The closest parallel, according to Watt, is Europe's Large Hadron Collider, which is estimated to produce approximately 15 petabytes per year. A global computing grid comprising 140 centres in 35 countries was established in 2008 to handle, process and store the data from the scientific experiments run in the LHC. This currently handles peaks at 10 GB of data processed per second.

Phase one of the SKA, to begin construction in 2016, will deliver about a tenth of the array's full capacity by 2019 and require a 100 petaFLOP machine.
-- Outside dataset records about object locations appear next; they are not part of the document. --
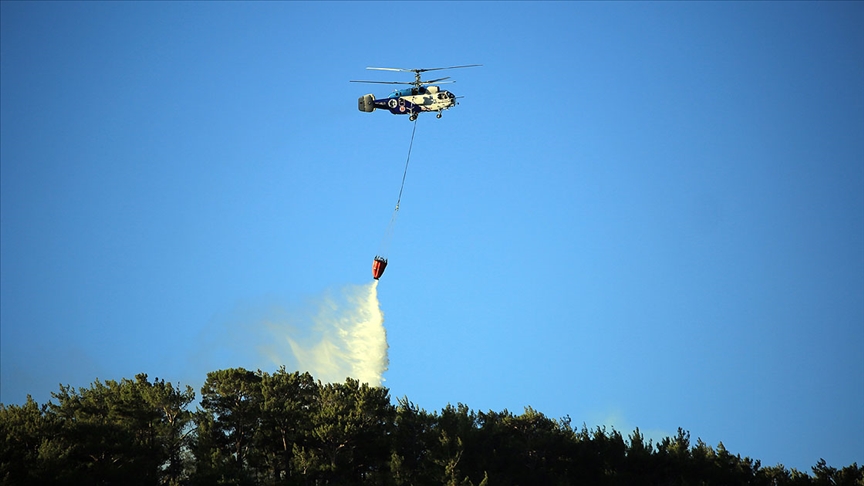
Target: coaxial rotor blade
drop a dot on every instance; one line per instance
(450, 67)
(436, 80)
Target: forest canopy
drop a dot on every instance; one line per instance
(285, 428)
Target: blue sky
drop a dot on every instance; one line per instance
(641, 214)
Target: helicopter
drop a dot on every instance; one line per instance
(420, 97)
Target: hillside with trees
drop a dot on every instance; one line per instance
(258, 428)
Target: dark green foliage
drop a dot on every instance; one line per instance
(285, 428)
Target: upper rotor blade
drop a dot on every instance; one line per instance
(422, 70)
(451, 67)
(391, 69)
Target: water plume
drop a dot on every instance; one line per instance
(342, 337)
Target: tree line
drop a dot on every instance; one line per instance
(284, 428)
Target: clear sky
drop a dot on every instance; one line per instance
(640, 214)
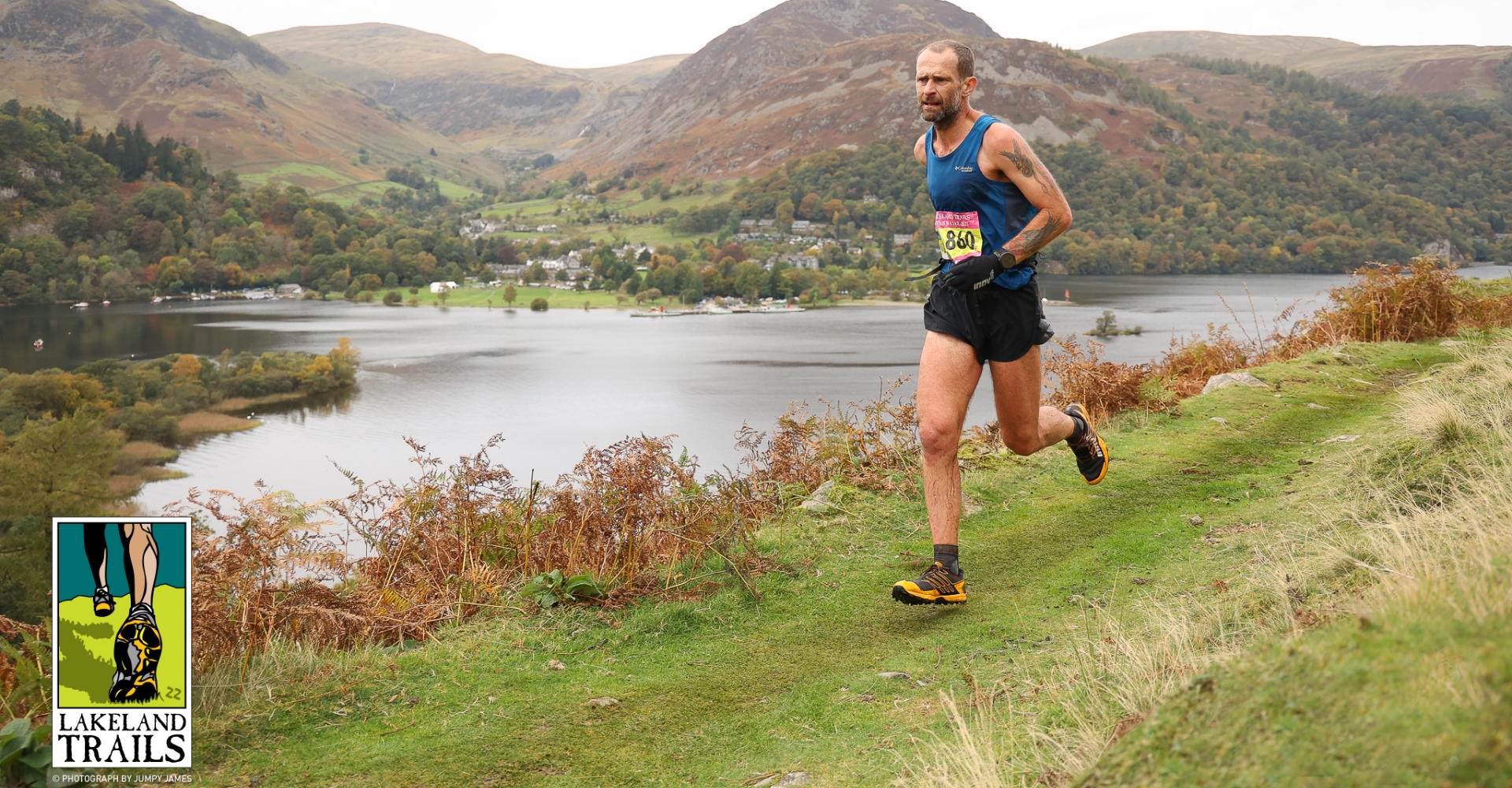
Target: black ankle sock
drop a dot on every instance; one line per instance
(1078, 430)
(948, 556)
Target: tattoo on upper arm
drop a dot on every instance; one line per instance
(1021, 161)
(1032, 169)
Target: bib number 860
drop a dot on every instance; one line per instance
(962, 240)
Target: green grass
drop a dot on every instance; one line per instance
(537, 212)
(728, 687)
(87, 648)
(335, 187)
(1384, 702)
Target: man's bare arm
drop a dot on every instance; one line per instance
(1018, 162)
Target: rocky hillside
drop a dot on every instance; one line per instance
(478, 98)
(197, 80)
(1444, 72)
(815, 75)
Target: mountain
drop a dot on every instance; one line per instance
(817, 75)
(1210, 44)
(202, 82)
(1438, 72)
(480, 98)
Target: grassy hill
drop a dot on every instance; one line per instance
(1459, 73)
(205, 84)
(1089, 608)
(480, 98)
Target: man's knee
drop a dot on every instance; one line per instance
(939, 439)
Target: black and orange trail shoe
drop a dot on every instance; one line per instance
(105, 604)
(138, 646)
(935, 587)
(1092, 452)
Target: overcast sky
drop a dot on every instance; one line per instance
(584, 34)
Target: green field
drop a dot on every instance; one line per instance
(731, 687)
(87, 651)
(332, 185)
(537, 212)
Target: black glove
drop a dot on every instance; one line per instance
(974, 273)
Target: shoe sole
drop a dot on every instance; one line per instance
(138, 684)
(902, 595)
(1107, 460)
(1101, 445)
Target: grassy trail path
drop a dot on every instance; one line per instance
(720, 690)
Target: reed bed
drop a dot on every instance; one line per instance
(399, 559)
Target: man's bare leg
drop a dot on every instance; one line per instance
(948, 375)
(97, 554)
(141, 562)
(139, 643)
(1024, 424)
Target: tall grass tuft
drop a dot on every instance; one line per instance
(1414, 534)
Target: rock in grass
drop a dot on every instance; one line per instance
(1234, 378)
(820, 500)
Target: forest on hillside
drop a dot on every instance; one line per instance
(1349, 179)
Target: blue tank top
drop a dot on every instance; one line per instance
(974, 214)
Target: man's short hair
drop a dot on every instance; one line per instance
(965, 61)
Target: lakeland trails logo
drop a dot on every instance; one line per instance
(121, 646)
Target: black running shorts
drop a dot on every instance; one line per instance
(1002, 324)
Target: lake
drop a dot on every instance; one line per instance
(560, 381)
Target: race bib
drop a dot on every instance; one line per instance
(959, 233)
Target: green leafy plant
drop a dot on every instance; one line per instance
(24, 752)
(550, 589)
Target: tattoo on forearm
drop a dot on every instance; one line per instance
(1033, 240)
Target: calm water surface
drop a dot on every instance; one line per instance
(557, 383)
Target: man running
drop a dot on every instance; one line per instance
(138, 643)
(995, 206)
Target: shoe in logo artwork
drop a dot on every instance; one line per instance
(935, 587)
(105, 604)
(138, 648)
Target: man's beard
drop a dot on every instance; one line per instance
(947, 112)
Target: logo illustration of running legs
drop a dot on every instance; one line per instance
(138, 643)
(123, 610)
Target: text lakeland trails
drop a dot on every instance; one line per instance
(70, 722)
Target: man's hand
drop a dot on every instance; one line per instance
(1014, 159)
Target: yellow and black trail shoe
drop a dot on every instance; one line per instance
(1092, 452)
(935, 587)
(105, 604)
(138, 646)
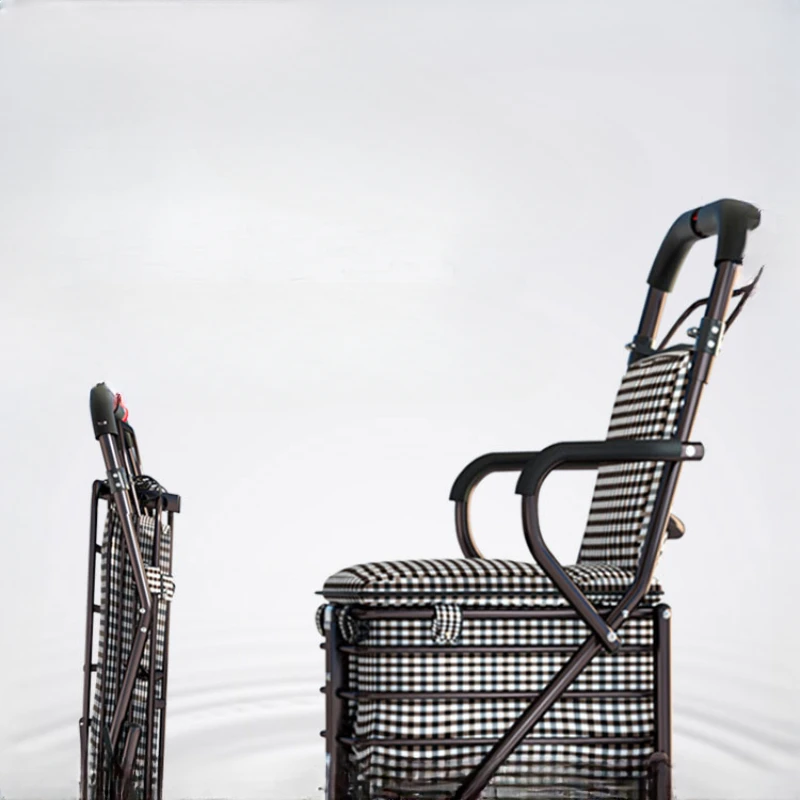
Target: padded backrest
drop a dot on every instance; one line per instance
(647, 407)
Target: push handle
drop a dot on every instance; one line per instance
(728, 220)
(107, 409)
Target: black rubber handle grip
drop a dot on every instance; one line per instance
(728, 220)
(103, 405)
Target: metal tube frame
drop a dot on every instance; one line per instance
(627, 608)
(113, 778)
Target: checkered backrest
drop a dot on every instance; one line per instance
(647, 407)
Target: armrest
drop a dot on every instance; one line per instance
(587, 455)
(590, 455)
(468, 479)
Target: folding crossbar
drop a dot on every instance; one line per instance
(122, 737)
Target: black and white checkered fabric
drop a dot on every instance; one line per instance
(119, 614)
(472, 581)
(453, 668)
(611, 701)
(646, 407)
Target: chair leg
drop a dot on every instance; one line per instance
(661, 762)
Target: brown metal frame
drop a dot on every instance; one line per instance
(123, 463)
(729, 220)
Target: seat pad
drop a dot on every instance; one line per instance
(474, 581)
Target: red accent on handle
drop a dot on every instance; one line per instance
(119, 403)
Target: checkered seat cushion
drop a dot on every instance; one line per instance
(473, 581)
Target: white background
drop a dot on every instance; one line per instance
(330, 252)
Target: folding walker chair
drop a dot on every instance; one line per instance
(122, 742)
(475, 677)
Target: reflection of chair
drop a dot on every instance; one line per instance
(122, 742)
(477, 677)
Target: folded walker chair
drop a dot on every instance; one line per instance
(122, 739)
(476, 677)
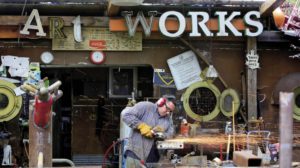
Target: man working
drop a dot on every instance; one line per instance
(146, 119)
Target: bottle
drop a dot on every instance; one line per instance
(228, 128)
(184, 128)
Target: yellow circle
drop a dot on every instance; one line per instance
(14, 102)
(187, 107)
(235, 98)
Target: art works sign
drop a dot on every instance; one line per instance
(198, 21)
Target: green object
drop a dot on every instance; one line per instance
(227, 97)
(186, 105)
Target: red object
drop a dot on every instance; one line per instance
(221, 152)
(99, 44)
(161, 102)
(184, 129)
(42, 112)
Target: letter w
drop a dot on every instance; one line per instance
(139, 18)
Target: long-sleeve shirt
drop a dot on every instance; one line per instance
(145, 112)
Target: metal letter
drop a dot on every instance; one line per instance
(204, 28)
(77, 29)
(55, 25)
(38, 25)
(254, 23)
(226, 22)
(139, 18)
(181, 22)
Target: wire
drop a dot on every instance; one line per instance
(26, 150)
(109, 149)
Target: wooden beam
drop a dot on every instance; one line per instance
(251, 83)
(269, 6)
(85, 20)
(112, 10)
(172, 25)
(40, 140)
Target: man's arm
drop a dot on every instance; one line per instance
(170, 131)
(133, 116)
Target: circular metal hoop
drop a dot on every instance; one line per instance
(235, 98)
(14, 103)
(187, 107)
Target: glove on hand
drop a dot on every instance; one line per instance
(145, 130)
(158, 129)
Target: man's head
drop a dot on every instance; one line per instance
(165, 107)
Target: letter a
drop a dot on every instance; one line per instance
(38, 26)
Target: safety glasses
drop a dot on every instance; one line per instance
(168, 108)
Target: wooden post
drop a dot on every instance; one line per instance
(286, 129)
(251, 83)
(40, 140)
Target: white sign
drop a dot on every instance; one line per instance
(185, 69)
(252, 60)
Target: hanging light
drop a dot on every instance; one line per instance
(279, 18)
(127, 2)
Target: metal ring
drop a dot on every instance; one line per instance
(187, 107)
(296, 109)
(14, 102)
(235, 99)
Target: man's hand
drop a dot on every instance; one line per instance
(158, 129)
(145, 130)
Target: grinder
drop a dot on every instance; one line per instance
(159, 136)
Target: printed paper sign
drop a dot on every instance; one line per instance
(185, 69)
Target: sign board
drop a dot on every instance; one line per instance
(252, 60)
(98, 39)
(185, 69)
(163, 79)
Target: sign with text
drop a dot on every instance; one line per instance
(98, 39)
(185, 69)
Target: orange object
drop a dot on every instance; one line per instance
(279, 18)
(42, 112)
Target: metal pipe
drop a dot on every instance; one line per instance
(208, 2)
(40, 160)
(62, 160)
(286, 100)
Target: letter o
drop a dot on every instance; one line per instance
(181, 22)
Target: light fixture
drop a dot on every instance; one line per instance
(97, 57)
(279, 18)
(47, 57)
(127, 2)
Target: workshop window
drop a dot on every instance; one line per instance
(122, 82)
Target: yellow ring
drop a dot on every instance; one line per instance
(236, 100)
(296, 109)
(14, 102)
(187, 107)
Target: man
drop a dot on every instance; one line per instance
(145, 119)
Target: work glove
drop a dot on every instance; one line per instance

While a huge amount of data will be processed and disposed of, the project will require petabytes of storage every year.

Methods of processing the data quickly, storing it logically and transferring it quickly between its ultimate home and research institutions continue to be explored by researchers ahead of a full design of the data system due by 2015.

Significant research and development projects have begun between IBM, Cisco and Direct Data Networks to develop methods of implementing a hierarchical file system that will store the data appropriately for researchers to access in minute detail.

The companies had previously signed memoranda of understanding with the global SKA Organisation to contribute to research and development on the project.

"We believe that the storage companies like DDN and IBM, the heirarchical storage systems they're working on are probably adequate in terms of data volume for the SKA," said Peter Quinn, director of the International Centre for Radio Astronomy Research.

"I think where the challenges are going to lie is in data management - how you stage the data in the right way to process it, how you pre-condition the data, how you store the data."

Researchers at ICRAR have focused on the NASA-funded Heirarchical Data Format 5 (HDF5) as a possible file format for the data.

The format, combined with research involving IBM and DDN, would allow the storage systems to store data based on latency and high or low availability requirements for researchers.

The goal is to "effectively try to enable applications to instruct storage on the best way to put the data in place".

"If you don't [optimise], you can have a very intelligent and structured storage system but the storage system doesn't know anything about what the data is going to be used for," Quinn told iTnews.

Also in tow are research projects with Cisco to optimise networking equipment to better respond to the specific data flow patterns rates expected from the SKA during the first phase of the project.

Automated processing

Concurrently, researchers in New Zealand recently completed a three-month prototype of software that automates classification of star systems and other astronomical objects, a process that previously required manual intervention by scientists.

The three-month prototype saw reference data processed on laptops but would be required to scale up massively to ultimately handle the amount of data from the telescopes.

The software, built on the open source International Virtual Observatory Association Ontology, is expected to provide easier processing and storage of data.

"It has the ability to represent peta-size data sets, it would dramatically reduce the amount of data sets you'd need to have stored," IBM's Watt said.

"You'd still need to have the original peta-size data file because at some point you do need to go back and you might need to read about things inside the original image but we think we can get a massive reduction down to tera-sizes."

Though the prototype was considered a success, there have been few further talks on whether the software will be integrated into the wider Australian/New Zealand project.

"There's no one way that this problem of managing that data is going to be solved, it requires I think multiple approaches to try and address the problem," Watt said.

Quinn said ICRAR would continue to pursue further research and development projects over coming years ahead of finalising the systems ultimately required for the project.